A professor’s desire to help a student with impaired eyesight leads to a project that could affect countless others.
Jimmy Vivar navigates the Loyola Marymount University campus with a white cane in his hand and a smile on his face.
The sophomore civil engineering major has severely limited vision. He wears wire-rim glasses, but they do little to alleviate the worst of the problems.
Since childhood, Vivar’s right eye has been afflicted with amblyopia, commonly known as lazy eye. The eye wanders and is, for all practical purposes, blind. Both eyes are affected by retinitis pigmentosa, an inherited disease that causes a gradual decline in night and peripheral vision.
Hossein Asghari, Ph.D., could tell that Vivar was struggling to read the white board in his electric circuits course.
“I saw his potential and wanted to help him,” Asghari, a visiting assistant professor of electrical engineering and computer science in the Frank R. Seaver College of Science and Engineering, said of his student.
An app developer whose field is optics, Asghari spotted an opportunity to help Jimmy and others with impaired vision by using cost-effective technology typically reserved for gaming and entertainment.
Asghari seized on the idea of using Google Cardboard, a headset with a mobile phone mount for use with virtual reality and augmented reality mobile applications. Cost? $12
In his free time, Asghari looked to existing open-source software applications with augmented reality features.
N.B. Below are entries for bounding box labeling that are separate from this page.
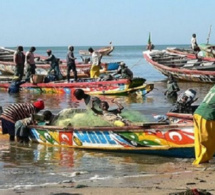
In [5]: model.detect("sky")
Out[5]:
[0,0,215,47]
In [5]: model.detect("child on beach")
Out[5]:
[92,99,130,127]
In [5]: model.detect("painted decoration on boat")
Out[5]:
[31,127,194,148]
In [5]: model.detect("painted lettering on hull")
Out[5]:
[74,131,129,145]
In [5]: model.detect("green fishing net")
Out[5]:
[53,109,148,127]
He verified the usefulness of the features with Vivar: the ability to expand his field of view (simulating a fish lens), and adjust the picture to make lines on a board thicker or darker.
This semester, Asghari is taking the project to the next level. He has the support of his department and the help of two talented electrical engineering seniors with concentrations in computer engineering. For their senior capstone project, Sean Cunniff and Patrick Foster will bring together visually impaired students across LMU to serve as a focus group and then develop a prototype app.
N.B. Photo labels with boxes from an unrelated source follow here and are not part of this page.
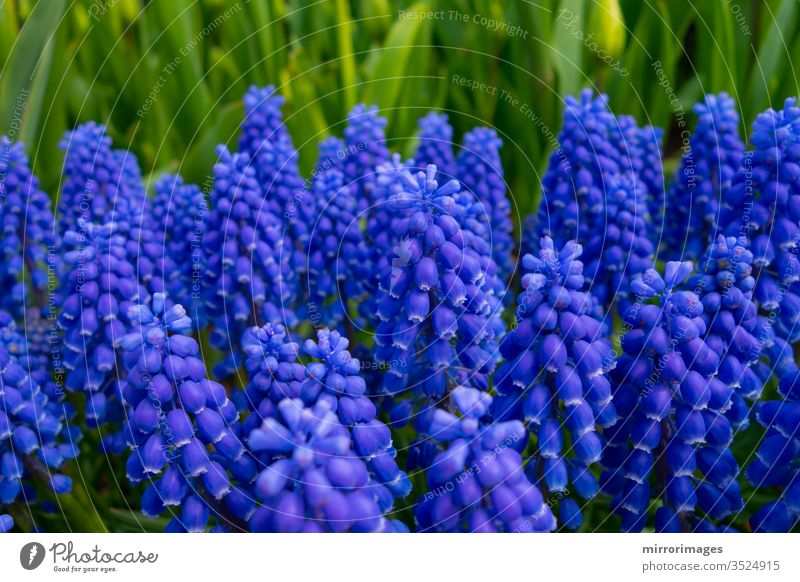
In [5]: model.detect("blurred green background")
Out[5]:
[0,0,800,228]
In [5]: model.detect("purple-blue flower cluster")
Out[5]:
[244,324,411,532]
[120,293,245,531]
[0,311,81,532]
[0,81,800,532]
[494,237,619,529]
[0,136,56,319]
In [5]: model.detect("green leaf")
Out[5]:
[179,101,243,184]
[0,0,64,140]
[746,0,800,115]
[336,0,358,111]
[550,0,588,97]
[364,2,429,127]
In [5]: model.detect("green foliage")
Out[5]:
[0,0,800,224]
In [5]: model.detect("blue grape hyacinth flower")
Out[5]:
[719,99,800,341]
[0,312,81,532]
[203,146,297,377]
[120,293,247,531]
[494,237,619,528]
[375,165,498,416]
[152,175,209,323]
[664,93,745,261]
[414,386,556,532]
[0,136,59,320]
[58,122,146,240]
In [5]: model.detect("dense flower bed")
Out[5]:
[0,87,800,532]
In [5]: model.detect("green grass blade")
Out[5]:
[0,0,64,140]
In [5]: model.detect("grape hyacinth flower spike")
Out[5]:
[493,237,618,528]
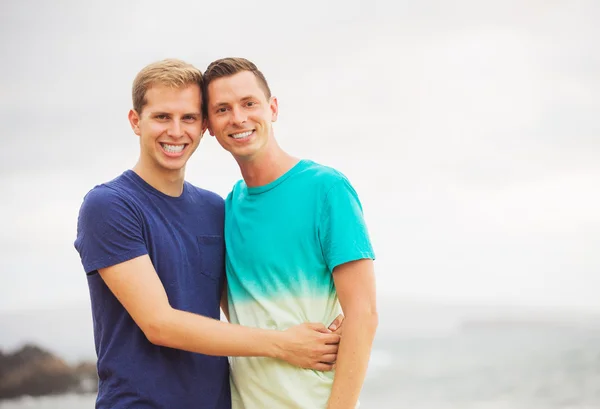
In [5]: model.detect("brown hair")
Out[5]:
[202,57,271,106]
[131,59,203,114]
“In a nutshell,” Foster said, “what we’re doing is developing an app to run on a mobile device that will fit into a headset. …It’s a deviation from what most people know as virtual reality. Instead of creating an artificial world, you have a live feed of what’s happening around you, augmented through software.”
Cunniff elaborated: “For people who are near-sighted, it’s a refraction problem. All it takes is simple lens modification. For the people we’re targeting, that solution will not work. We’re going specifically for people whose problems cannot be solved with the use of glasses or contact lenses.”

The two seniors are finding the process stimulating and a bit nerve-racking.
“It’s quite an undertaking because it’s never been done before,” Foster said. “This is really new.”
Asghari acknowledged that the seniors have a challenging task ahead. “It’s not an undergraduate-level project,” he said emphatically. “It’s Ph.D. level.”
Still, the three are excited by the prospect of creating a tool that could help millions of Americans with visual impairments.
“We think this could have a powerful educational use,” Asghari said. “This is just the beginning.”